Tales from the Gryphon

Filtering Accuracy: Brown paper bag time

Manoj's hackergotchi
Sunday 25 November
2007

License: GPL

After posting about filtering accuracy I got to thinking about the test I was using. It appeared to me that there should be no errors in the mails that crm114 had already been trained upon — but here I was, coming up with errors when I trained the css files until there were no errors, and then used a reg exp that tried to find the accuracy of classification for all the files, not just new ones. This did not make sense.

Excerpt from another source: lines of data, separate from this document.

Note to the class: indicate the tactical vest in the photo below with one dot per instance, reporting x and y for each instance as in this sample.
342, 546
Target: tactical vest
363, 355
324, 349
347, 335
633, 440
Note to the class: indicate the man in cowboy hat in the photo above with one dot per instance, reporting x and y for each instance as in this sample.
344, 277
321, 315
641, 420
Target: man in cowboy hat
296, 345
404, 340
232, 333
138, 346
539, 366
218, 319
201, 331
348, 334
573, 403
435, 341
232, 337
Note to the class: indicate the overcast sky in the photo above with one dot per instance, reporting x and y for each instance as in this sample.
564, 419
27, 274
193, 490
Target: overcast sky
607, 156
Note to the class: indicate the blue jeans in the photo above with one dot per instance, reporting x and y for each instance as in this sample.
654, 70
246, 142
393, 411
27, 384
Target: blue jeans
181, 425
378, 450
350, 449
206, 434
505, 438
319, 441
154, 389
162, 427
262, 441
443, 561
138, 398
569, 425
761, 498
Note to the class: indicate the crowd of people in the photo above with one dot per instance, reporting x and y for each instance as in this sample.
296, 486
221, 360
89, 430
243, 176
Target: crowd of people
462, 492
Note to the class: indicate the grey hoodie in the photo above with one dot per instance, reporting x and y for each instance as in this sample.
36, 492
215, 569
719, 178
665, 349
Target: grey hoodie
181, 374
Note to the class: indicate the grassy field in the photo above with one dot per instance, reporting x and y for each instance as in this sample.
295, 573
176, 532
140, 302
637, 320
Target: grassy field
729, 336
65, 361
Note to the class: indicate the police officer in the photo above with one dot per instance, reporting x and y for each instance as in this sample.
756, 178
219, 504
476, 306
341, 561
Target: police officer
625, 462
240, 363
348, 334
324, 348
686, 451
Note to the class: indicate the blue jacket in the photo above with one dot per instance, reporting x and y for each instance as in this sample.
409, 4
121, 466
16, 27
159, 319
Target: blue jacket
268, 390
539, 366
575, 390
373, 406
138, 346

The only explanation was that my css files were not properly created — and I thought to try an experiment where isntead of trying to throw my whole corpus as one chunk at a blank css file, I would feed the corpus in chunks. I cam up with an initialization script to feed my corpus to a blank css file in 200 mail chunks; and, while it was at it, renumber the corpus mails (over the years, as I cleaned the corpus, gaps had appeared in the numbering). I have also updated the retraining script

Voila. I am getting a new set of css files which do not appear to show any errors for mails crm114 has already learned about — in other words, for mails it has seen, the accuracy is now 100%, not 99.5% as it was a couple of days ago.

While it is good news in that my classification accuracy is better than it was last week; the bad news is that I no longer have concrete number on accuracy for crm114 anymore — the mechanism used now gives 100% accuracy all the time. The funny thing is, I recall going through this analysis a couple of years ago, where I predicted that one could only check for accuracy with a test corpus that had the same characteristics as real mail inflow, and which had not been used for learning. That wold mean I would have classified testing corpus that could improve the efficiency of my filter, but was not being used to provide accuracy numbers — I have gone for improving the filter, at the cost of knowing how accurate they actually are.

Manoj